Dowens’ Rest, Maine, US
Dowens’ Rest is an old town, founded quickly after Spiralist colonists landed in the bigger port city of Draille. Despite being a small town DR is a pillar of the US Spiral Church. Many of the faith’s strongest followers came from the northeast coast, and many more visit to pay homage to one of the “birthplaces” of the US Spiral.
Three families are seen as DR’s founding pillars: the Dowens family, the Revallio family, and the Le Rune family. All three still hold power today.
Lissi, Bratvo Procence, Savo
Lissi was once a booming little town. One of Verdusk’s biggest factory-cities, it housed a near-endless churn for the Great War’s unending machine.
Once Verdusk collapsed, Lissi was siezed (along with the rest of what is now Savo) by the Dimitrigrad Federation. The UDF kicked Savo’s factories back online after the war but soon found itself struggling to survive it’s own turbulence. The UDF pulled out of Lissi in the late 1970’s, killing the local factories and the area’s tight economy in a week.
The town now known as Lissi sits as a reminder of what used to be, a post-post city killed by two sudden infrastructural cuts. Those who live here rarely ever leave now, and those who come never seem to stay. Lissi is the stain on a postcard, a once lively Bavarian town reduced to a rusted dot along many others within a struggling mountain range.
Wellbay Isle, UK
Wellbay never was much of a place of note. It was a strong, tightly knit Spiralist community with little else to say, at least until the Great War. It’s connections and ties to the greater UK were little until the boom of the war.
Wellbay didn’t stay booming though, and as the world stepped away from continued annihilation so too did Wellbay’s surrounding cities slow down their rapid growl. The town reverted back to it’s smaller scale in the 1970’s and has stayed a quiet English town ever since.
The biggest shake-up to Wellbay was the return of the Mason family. The locals didn’t really have much to say when the Masons came back after decades of abandonment, and they had less to say when rumors of a daughter started to float about.
Vostek, Savo, and Kyovkret - Verdusk’s legacy
The Spiral faith’s center of power was the nation of Verdusk. The Spiral’s core - Verdusk’s capital of Siwa - was the last battleground of the Great War. Yet as the war reached it’s final days, the nation of Verdusk went silent. All within it’s border be they Allied or Trinity were killed - a day known as the ‘Calamity’.

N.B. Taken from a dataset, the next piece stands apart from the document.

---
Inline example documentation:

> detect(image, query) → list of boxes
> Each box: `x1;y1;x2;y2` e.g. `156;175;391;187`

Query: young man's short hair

The war ended here, with a Cold War emerging between the sides now vying for Verdusk’s prize - the now-desolate northern steppe town of Karsk.
Modern day Verdusk is a land split between three countries, their territories evenly distributing Verdusk’s land.

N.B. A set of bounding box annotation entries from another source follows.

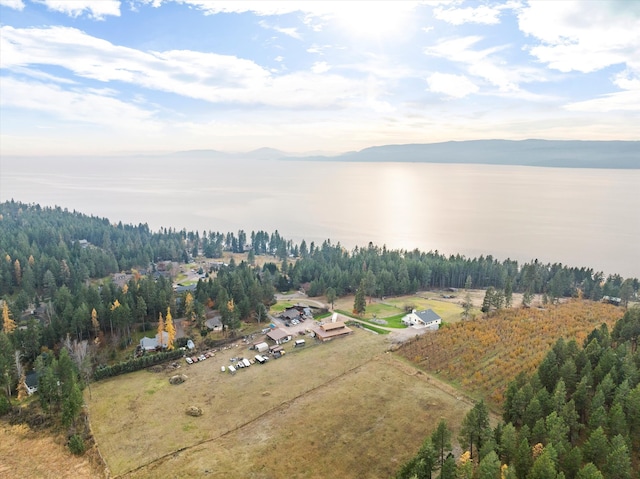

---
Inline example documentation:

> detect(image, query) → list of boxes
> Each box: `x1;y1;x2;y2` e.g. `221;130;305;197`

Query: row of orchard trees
396;307;640;479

Vostek is the west-most country, bustling with wealth and reach.
The eastern country is Savo, an industrial country known for making weapons and vehicles. Many factories sit in its mountain ranges.
Kyovkret is the southern country, lush with forests and abandoned post-Federation blocs.
These three countries, still secretly vying for Karsk, have reached a tentative agreement - the steppe is holy and the town of Karsk therein is to be a pilgrimage site.
Karsokm - the Spiral’s core
When the Great Karsk War started, most figured it would be over and done within a week. After all, this wasn’t the first time differing Spiralist sects had fought over this land.
But what started as “just another Karsk conflict” quickly ballooned into a larger fight. Karsk, as the people from Verdusk called it, was considered to be the beginning of the Spiral faith - though it had far humbler beginnings.
Verdusk soon allied itself with other hardline Spiralists and formed the Trinity Collective while those opposing them, namely the US, UK, and UDF, formed what came to be known as the Western Alliance and joined for their own reasons.
What was once a small town north of the Predzkya steppe became a holy battleground as these two major factions fought for “rightful ownership” of the fabled steppe.
Post-war, Karsk is abandoned, seemingly sharing the same fate as Verdusk’s own capital, Siwa. The only visitors the three-point town sees anymore are pilgrims seeking to pray at the Spiral’s core.
The nightmare
Our three protagonists have always felt different. Their dreams are violent, their nightmares are worse, and their connection to the other side is undoubted. Yet these things all pale in comparison to the ‘nightmare’ they seem to share.
This nightmare is a dark place, a fractured mirror of the real world full of horrid creatures, ghosts, and worse monsters. Only those with an inherent connection to the nightmare can access it, unless one is granted permission by the very God the Spiral worships.